Taxation and insurance are two unavoidable factors for anyone. Insurance provides you with financial help during a time of need. For instance, if you have life insurance, you can be sure that your family will be financially protected even in your unfortunate absence.
On the other hand, taxes help governments run the country. It helps them build infrastructure and other facilities that help us lead a comfortable life. Hence, paying taxes on time is a necessity.
But how is insurance taxed? And what are the tax benefits that they carry? Let us take a look.
What is an insurance plan?
Insurance is a financial safeguard that may assist you and your loved ones in recovering financially in the event that anything unfortunate occurs, such as a fire, theft, legal action, or automobile accident. When you take insurance, you will be given an insurance plan, which serves as a legally binding agreement between you and the insurance company that you choose. And when you incur a loss that is covered by your policy and submit a claim, the insurance company will either pay you, the policyholder, or a chosen recipient, known as a beneficiary, depending on the terms of your policy.
The most challenging aspect of having insurance is the fact that you have to pay for something that you desperately wish you would never have to use. Nobody wishes for anything unfortunate to take place for them. But if you don’t have insurance and you incur a loss, you might find yourself in a tough financial position& it will also help you in tax planning
Taxation of insurance
Taxation is applicable to the proceeds of an insurance policy. Proceeds are the claim you get when you have to, unfortunately, use the insurance policy. Taxation here depends on the type of policy.
Life insurance pay-outs in excess of Rs 1,00,000 that do not qualify for an exemption under Section 10(10D) will have a TDS of 1% deducted by the insurer beginning in October 2014.
Bonus payments are also subject to TDS. If the amount received is less than Rs 1,00,000, then no TDS will be deducted; nonetheless, the whole money that you get will be completely taxable for you. In your return for income tax, you may request a credit for the TDS that was deducted.
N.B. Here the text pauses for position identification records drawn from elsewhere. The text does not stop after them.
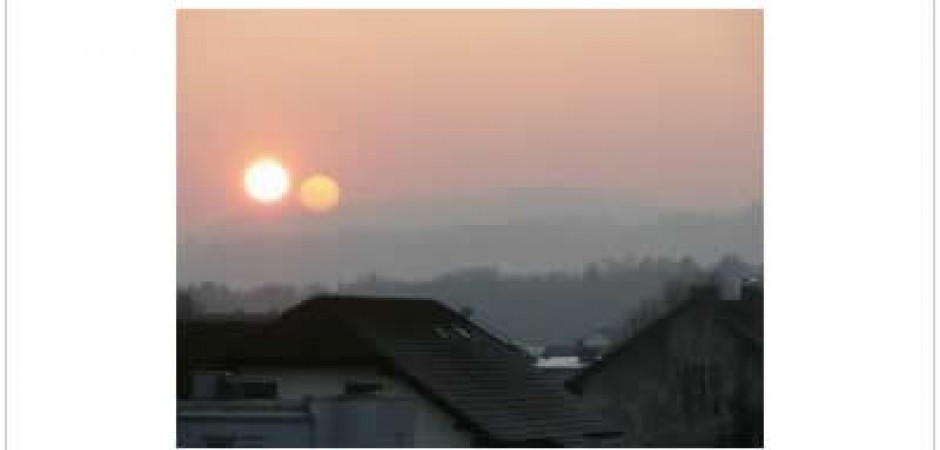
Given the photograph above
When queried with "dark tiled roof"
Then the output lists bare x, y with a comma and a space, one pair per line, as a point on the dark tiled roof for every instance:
490, 386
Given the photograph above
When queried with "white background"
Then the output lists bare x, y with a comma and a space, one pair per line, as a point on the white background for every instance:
91, 219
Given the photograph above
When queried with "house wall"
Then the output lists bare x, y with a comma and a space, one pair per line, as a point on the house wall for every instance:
674, 386
433, 426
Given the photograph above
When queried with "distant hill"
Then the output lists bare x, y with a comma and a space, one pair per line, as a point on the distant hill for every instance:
538, 239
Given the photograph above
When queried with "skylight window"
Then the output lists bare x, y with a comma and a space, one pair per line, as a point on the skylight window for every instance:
462, 331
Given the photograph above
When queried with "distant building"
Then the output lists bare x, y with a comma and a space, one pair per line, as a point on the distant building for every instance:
341, 371
694, 378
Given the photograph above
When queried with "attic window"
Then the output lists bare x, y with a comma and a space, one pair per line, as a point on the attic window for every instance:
462, 331
441, 332
362, 387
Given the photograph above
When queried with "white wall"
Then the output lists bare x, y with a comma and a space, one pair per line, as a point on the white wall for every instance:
433, 427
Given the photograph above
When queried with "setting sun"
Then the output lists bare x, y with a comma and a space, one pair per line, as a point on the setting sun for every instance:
266, 180
319, 193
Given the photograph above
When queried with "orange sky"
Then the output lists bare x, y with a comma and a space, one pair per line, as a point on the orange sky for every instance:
663, 105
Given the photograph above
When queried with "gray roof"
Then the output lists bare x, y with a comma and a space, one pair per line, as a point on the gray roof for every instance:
487, 382
489, 385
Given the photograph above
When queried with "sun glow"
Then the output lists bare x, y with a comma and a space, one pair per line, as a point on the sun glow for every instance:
319, 193
266, 180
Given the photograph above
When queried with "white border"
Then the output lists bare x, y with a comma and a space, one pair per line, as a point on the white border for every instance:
848, 237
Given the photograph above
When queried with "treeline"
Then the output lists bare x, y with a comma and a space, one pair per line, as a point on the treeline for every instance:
532, 309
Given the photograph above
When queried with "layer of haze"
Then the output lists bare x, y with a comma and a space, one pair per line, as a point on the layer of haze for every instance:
439, 114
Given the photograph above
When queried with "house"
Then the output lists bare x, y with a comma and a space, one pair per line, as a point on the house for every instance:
371, 372
693, 378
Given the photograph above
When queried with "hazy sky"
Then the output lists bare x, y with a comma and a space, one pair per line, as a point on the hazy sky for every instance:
665, 106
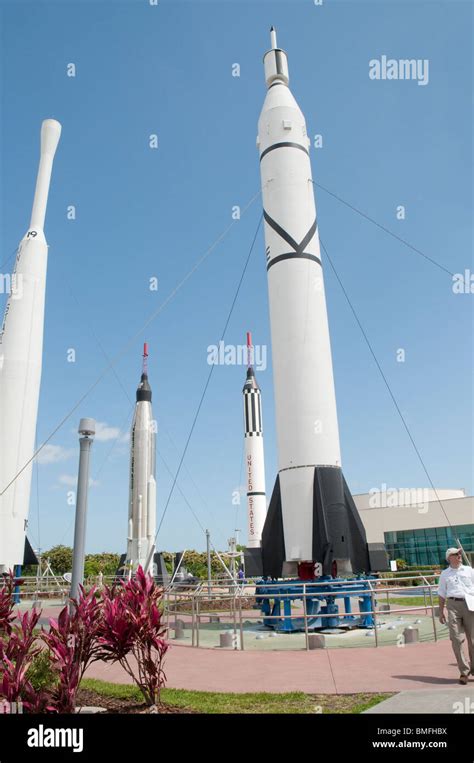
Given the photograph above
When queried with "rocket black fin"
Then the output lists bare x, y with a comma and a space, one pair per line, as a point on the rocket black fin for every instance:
29, 556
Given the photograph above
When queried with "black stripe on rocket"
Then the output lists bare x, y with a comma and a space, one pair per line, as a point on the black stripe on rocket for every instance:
298, 249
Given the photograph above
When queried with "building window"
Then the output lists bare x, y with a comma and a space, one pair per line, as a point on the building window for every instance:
428, 546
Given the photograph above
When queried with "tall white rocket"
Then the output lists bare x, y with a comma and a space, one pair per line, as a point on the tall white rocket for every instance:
21, 349
312, 517
254, 455
142, 492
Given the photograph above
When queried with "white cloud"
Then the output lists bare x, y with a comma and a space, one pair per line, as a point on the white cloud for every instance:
68, 479
52, 454
104, 433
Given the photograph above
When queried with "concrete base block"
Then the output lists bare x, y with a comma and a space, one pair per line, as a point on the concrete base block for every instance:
316, 641
225, 640
411, 635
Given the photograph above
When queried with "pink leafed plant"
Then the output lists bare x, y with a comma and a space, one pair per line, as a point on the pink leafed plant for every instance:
16, 655
132, 633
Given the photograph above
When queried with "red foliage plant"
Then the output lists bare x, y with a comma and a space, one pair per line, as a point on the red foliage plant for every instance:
73, 643
7, 603
132, 633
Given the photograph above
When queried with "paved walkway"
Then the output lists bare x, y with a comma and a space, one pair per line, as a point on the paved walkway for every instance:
425, 674
447, 701
338, 671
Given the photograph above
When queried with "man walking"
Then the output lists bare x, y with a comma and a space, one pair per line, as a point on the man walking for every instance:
456, 592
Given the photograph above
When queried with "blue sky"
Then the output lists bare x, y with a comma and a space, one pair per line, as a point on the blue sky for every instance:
143, 213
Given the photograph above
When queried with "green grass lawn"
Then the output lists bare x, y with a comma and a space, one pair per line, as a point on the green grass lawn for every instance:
214, 702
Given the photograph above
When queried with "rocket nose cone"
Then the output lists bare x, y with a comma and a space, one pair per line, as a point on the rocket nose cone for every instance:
250, 382
144, 390
50, 134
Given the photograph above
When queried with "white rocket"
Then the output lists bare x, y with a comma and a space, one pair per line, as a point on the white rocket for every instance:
254, 458
21, 348
142, 492
311, 517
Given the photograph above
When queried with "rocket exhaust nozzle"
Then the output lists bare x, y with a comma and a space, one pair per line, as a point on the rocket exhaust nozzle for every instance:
50, 134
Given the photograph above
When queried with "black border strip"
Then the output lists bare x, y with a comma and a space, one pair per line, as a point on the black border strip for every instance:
293, 256
286, 144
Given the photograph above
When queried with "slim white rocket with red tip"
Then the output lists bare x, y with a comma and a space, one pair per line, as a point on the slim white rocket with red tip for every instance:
21, 349
142, 491
311, 517
254, 457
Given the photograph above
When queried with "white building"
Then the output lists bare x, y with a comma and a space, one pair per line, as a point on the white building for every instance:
418, 524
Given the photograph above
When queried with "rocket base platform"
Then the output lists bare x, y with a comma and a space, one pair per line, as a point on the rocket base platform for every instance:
159, 568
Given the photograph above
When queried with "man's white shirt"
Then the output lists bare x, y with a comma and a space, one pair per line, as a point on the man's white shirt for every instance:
456, 583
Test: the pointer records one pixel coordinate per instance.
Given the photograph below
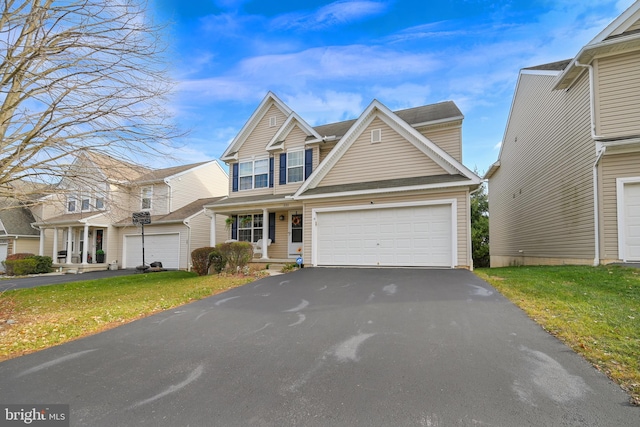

The insurance maturity funds from single-premium insurance plans are considered taxable income and are not excluded from taxation under the provisions of section 10(10D) of the Income Tax Act.
Insurance tax benefits
Even though insurance is taxable, there are some tax benefits that come with investing in them. According to subsection 80C of the Income Tax Act, you may be able to claim a tax deduction for any life insurance premiums that you have paid that were for the purpose of ensuring either your own life or the lives of your spouse or children. The deduction provided by Section 80C must be granted regardless of whether or not your kid is financially dependent on you, financially independent, a juvenile or an adult, married or single. Under Section 80C, a deduction like this one may be claimed by either a person or a Hindu Undivided Family. To take advantage of tax benefits under insurance we must understand importance of tax planning.
Conclusion
Understanding the tax liability of any product is important, but for insurance, it is crucial. Hence, use the above information to understand insurance taxation before purchasing an insurance policy.